Depp was billed under Angelina Jolie in The Tourist (released in December, 2010), then did the voice for the title character in Rango (released in March, 2011). He once again headlined Pirates of the Carribean: On Stranger Tides (released in May, 2011), then co-produced and starred in the adaptation of another Hunter S. Thompson novel, The Rum Diary (released in October, 2011) with Giovanni Ribisi.
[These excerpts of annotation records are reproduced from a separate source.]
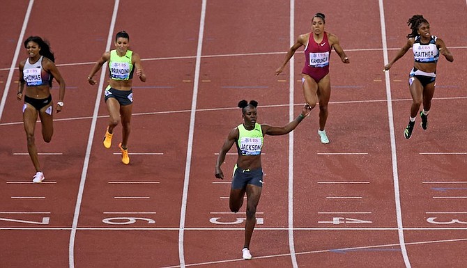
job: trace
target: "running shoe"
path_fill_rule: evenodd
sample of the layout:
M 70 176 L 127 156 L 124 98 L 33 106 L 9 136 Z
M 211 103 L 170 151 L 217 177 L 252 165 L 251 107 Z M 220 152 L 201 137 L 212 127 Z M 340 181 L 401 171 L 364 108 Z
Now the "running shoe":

Depp was one of the producers on Martin Scorsese's Hugo (released in November, 2011), and co-produced and starred for Tim Burton in Dark Shadows (which played the Chinese in May, 2012) with Michelle Pfeiffer. His very strange take on the character Tonto sort of derailed his co-producing effort, The Lone Ranger (released in July, 2013), while the crybernetic character he played in Transcendence (which played the Chinese in April, 2014) with Rebecca Hall, was perfect for his busy schedule.

Depp played the Wolf in the musical Into the Woods (released in December, 2014) with Meryl Streep. He was a producer and starred in the comedy Mortdecai (released in January, 2015) with Gwyneth Paltrow, and starred with his daughter Lilly-Rose Depp in director Kevin Smith's Yoga Hosers (released in September, 2016). Depp played the title role in Donald Trump's The Art of the Deal: The Movie (streaming on Funny or die in February, 2016) with Alfred Molina.

Depp returned to the Mad Hatter character in Alice Through the Looking Glass (which played the Chinese in May, 2016), and played the heavy Grindelwald in Fantastic Beasts and Where to Find Them (played the Chinese in November, 2016). Remaining in blockbusterland, Depp returned as Captain Jack in Pirates of the Carribean: Dead Men Tell No Tales (which played the Chinese in May, 2017).

Depp has directed a film about one of his heroes, Untitled Keith Richards Documentary which doesn't seem to have been shown in public yet. Richard Says Goodbye (which has been shown at the Zurich Film Festival in October, 2018) is still awaiting a US distributor, while Fantastic Beasts: The Crimes of Grindelwald (which played the Chinese in November, 2018) with Eddie Redmayne, has Depp returning as Grindelwald.

Depp's latest film is City of Lies (which has been released in Italy in January, 2019) with Forest Whitaker. The film awaits a US release.
 
 
Caption TK
Grauman's Chinese Theatre, Hollywood, California. Johnny Depp Forecourt ceremony, Friday, September 16, 2005. Johnny Depp begins his slab by placing his hands in the wet cement.